The Google Partnership
To power its most capable cloud-based features, Apple has partnered with Google and is using a custom version of Google’s Gemini AI model, specifically tuned to work within Apple’s system. This is not a simple API arrangement where Apple just plugs into Google’s chatbot. Apple’s own engineering team trained its models using techniques refined in part by Gemini’s outputs. The licence reportedly costs Apple around USD 1 billion a year.

This is a notable development. Apple and Google are fierce competitors in the smartphone market, yet on AI, they have found a significant point of collaboration. For Apple, it means access to world-class large language model capability without having to build everything from scratch. For Google, it means its Gemini technology is embedded at the system level of the world’s most profitable consumer hardware ecosystem.

Where This Leaves the Chatbot Market
The broader AI landscape has been shifting rapidly. OpenAI, which dominated the chatbot market through 2024 and most of 2025, has seen its share fall from around 87% to somewhere between 64% and 68%. Google’s Gemini has grown significantly, capturing between 18% and 21% of the market.

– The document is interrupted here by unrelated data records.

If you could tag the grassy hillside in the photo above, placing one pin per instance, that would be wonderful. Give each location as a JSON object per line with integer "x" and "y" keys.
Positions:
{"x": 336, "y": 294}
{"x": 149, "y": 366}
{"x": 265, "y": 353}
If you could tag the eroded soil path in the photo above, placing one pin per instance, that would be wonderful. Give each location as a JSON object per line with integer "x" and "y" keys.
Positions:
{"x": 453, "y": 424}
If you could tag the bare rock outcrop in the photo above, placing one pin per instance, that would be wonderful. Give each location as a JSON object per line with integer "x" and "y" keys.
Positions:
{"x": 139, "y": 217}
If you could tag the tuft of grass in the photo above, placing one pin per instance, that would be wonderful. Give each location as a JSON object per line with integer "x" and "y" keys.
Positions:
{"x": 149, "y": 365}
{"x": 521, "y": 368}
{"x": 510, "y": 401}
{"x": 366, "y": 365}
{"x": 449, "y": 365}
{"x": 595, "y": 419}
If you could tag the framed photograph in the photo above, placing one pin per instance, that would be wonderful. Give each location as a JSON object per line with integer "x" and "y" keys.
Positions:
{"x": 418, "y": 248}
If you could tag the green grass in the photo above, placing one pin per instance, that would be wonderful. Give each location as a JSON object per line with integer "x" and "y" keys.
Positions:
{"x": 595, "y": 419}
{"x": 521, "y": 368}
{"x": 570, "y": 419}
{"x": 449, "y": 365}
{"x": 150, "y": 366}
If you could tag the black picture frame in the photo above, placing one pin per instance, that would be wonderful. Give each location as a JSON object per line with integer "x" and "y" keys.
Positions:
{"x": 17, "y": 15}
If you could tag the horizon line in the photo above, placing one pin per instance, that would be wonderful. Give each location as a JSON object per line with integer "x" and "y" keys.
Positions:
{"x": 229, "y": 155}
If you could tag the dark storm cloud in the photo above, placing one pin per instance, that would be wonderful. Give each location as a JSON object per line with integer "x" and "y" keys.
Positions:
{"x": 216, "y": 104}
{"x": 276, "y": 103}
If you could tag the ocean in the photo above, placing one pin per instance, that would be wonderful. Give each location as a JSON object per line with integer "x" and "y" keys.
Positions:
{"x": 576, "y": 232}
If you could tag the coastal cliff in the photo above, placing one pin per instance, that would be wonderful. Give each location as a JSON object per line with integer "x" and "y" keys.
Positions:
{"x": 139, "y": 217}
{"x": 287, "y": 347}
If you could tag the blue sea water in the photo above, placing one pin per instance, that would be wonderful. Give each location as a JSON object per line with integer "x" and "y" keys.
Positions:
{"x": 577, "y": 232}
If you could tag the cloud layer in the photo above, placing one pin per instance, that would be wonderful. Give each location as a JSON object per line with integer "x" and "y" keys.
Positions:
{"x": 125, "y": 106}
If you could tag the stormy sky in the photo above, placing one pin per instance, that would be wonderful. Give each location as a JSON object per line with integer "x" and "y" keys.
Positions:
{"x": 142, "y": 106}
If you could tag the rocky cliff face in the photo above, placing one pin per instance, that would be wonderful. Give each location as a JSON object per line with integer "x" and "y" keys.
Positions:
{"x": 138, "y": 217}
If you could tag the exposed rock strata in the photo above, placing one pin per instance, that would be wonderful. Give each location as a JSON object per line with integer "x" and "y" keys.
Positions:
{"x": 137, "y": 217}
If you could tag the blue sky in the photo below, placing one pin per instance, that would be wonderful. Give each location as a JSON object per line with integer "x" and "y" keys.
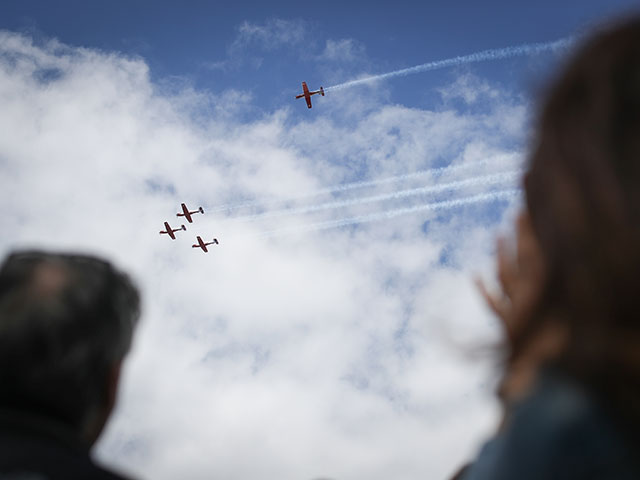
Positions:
{"x": 184, "y": 39}
{"x": 332, "y": 331}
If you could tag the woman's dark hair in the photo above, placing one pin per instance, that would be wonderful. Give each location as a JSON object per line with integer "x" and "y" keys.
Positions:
{"x": 583, "y": 197}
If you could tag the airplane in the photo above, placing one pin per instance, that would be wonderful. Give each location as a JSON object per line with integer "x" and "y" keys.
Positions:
{"x": 187, "y": 214}
{"x": 307, "y": 94}
{"x": 203, "y": 245}
{"x": 170, "y": 231}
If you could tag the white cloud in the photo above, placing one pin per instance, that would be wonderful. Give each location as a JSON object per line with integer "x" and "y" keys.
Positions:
{"x": 254, "y": 39}
{"x": 331, "y": 353}
{"x": 343, "y": 50}
{"x": 272, "y": 34}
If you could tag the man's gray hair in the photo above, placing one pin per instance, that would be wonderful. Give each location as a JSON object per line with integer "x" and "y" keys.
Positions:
{"x": 65, "y": 322}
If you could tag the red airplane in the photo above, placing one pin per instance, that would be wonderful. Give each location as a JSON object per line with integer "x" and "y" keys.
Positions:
{"x": 187, "y": 214}
{"x": 203, "y": 245}
{"x": 307, "y": 94}
{"x": 170, "y": 231}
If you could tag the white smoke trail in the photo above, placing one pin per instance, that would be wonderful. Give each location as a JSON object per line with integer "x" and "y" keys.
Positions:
{"x": 485, "y": 55}
{"x": 355, "y": 185}
{"x": 475, "y": 181}
{"x": 380, "y": 216}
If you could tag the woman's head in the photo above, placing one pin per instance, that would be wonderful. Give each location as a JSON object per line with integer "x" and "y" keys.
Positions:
{"x": 583, "y": 200}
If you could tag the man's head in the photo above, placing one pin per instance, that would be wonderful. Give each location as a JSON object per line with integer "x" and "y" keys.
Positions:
{"x": 66, "y": 323}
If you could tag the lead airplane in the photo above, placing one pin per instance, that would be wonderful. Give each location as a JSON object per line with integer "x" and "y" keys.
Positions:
{"x": 187, "y": 214}
{"x": 203, "y": 245}
{"x": 170, "y": 231}
{"x": 307, "y": 94}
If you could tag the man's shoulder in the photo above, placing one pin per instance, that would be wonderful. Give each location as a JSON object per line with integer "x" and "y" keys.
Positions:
{"x": 33, "y": 449}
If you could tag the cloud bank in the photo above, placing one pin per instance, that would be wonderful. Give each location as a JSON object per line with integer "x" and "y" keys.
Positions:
{"x": 336, "y": 353}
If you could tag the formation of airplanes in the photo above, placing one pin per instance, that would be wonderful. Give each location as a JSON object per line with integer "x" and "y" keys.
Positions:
{"x": 188, "y": 214}
{"x": 307, "y": 94}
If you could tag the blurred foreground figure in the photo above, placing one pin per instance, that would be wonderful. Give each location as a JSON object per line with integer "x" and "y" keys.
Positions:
{"x": 66, "y": 323}
{"x": 570, "y": 299}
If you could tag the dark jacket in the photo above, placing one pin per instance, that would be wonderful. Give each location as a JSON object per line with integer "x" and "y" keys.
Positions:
{"x": 35, "y": 448}
{"x": 559, "y": 432}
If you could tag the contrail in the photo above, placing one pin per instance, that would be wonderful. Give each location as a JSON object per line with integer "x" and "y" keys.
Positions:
{"x": 344, "y": 187}
{"x": 380, "y": 216}
{"x": 482, "y": 180}
{"x": 483, "y": 56}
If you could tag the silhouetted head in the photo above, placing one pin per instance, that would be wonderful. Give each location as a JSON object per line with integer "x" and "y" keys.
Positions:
{"x": 583, "y": 198}
{"x": 66, "y": 323}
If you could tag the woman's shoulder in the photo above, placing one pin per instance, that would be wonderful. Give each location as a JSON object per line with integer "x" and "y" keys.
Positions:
{"x": 558, "y": 431}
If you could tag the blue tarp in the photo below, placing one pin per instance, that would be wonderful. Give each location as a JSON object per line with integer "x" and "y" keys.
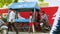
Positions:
{"x": 24, "y": 5}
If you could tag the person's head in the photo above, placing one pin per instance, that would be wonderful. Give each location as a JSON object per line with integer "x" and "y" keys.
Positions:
{"x": 42, "y": 12}
{"x": 11, "y": 9}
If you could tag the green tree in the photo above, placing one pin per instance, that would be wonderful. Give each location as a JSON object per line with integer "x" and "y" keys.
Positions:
{"x": 40, "y": 0}
{"x": 1, "y": 3}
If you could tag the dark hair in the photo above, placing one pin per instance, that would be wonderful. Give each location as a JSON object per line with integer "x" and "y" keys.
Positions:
{"x": 43, "y": 12}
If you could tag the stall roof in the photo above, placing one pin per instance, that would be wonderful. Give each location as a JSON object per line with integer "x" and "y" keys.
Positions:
{"x": 24, "y": 5}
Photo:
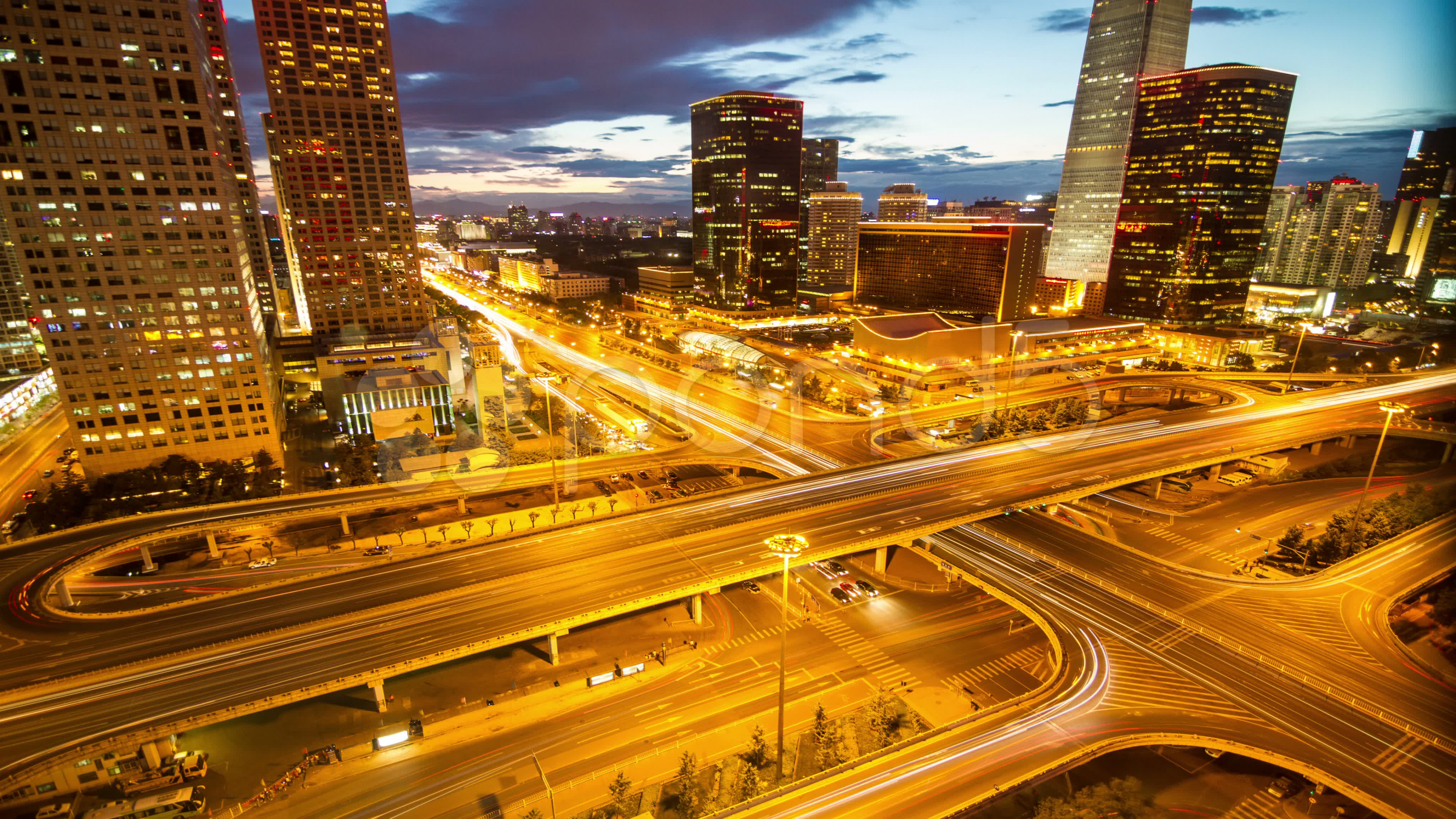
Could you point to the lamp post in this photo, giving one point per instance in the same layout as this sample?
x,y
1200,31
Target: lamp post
x,y
1391,409
1304,327
785,547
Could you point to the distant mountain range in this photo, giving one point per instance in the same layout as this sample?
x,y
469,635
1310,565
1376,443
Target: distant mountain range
x,y
458,206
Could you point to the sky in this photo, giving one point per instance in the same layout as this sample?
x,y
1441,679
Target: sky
x,y
586,100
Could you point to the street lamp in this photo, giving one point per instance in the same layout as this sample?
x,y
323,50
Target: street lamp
x,y
785,547
1304,327
1391,409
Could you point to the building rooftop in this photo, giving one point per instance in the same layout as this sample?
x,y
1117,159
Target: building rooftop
x,y
906,326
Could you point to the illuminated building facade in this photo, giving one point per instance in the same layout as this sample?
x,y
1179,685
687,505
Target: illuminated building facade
x,y
833,232
1184,251
132,237
1128,40
747,154
340,167
902,203
982,270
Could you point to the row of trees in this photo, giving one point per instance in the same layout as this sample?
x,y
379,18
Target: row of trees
x,y
175,483
1346,535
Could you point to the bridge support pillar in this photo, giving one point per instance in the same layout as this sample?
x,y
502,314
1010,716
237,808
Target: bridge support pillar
x,y
152,755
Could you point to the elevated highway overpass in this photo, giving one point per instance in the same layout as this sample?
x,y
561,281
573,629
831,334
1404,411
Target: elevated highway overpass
x,y
408,615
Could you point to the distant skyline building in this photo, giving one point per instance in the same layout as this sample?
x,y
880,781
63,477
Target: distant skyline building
x,y
747,169
967,269
343,183
1184,254
817,168
1321,234
833,231
902,203
1128,40
133,240
1429,171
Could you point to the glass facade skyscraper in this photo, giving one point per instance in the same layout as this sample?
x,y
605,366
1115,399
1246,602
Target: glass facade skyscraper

The field is no longer winner-takes-all.

Siri AI enters this landscape differently from ChatGPT or Google’s Gemini. It is not trying to win on raw intelligence or breadth of knowledge. It is built to be deeply embedded in a person’s digital life, their specific files, their specific habits, their specific apps.

ChatGPT and Claude, for instance, have no access to a user’s personal data unless it is manually shared. Siri AI, by design, already knows it. That is a different kind of usefulness.

A New Mac Operating System
Apple also launched macOS Golden Gate, the 27th version of its desktop operating system, carrying significant technical changes beneath a refined visual surface.

Most consequentially, it drops support for older Intel-based Mac computers entirely, completing a transition to Apple’s own silicon chips that began in 2020. “Rosetta 2,” the translation layer that allowed older Intel software to run on newer Apple chips, is included for the last time. To run Siri AI on-device, a Mac must have an Apple M3 chip or newer, and at least 12GB of RAM.

The visual changes are more subtle. A global slider to adjust how transparent the interface appears, slightly tighter window corners, and coloured icons in the sidebar. Boot Camp, which allowed Macs to run Windows, has been removed. Support for older AirPort Time Capsule routers used as backup drives has also been dropped.

Elsewhere, Apple Watch gains multi-turn Siri AI support and a redesigned Smart Stack. Apple TV gets up to 30% faster app launch times. And across all platforms, improved child safety tools allow parents to set up dedicated child accounts with content filtering and automatic blocking of violent material.

What Comes Next
Cook’s legacy is a company with unmatched hardware-software integration and a privacy reputation that competitors cannot easily replicate. The challenge he has handed Ternus is to make that integration feel as intelligent as it is seamless.

WWDC 2026 was the clearest signal yet that Apple is not conceding the AI era to cloud-first competitors. It is instead betting that the most valuable AI is the one that already knows you, running quietly on hardware that fits in your pocket and is not sending your information to anyone else.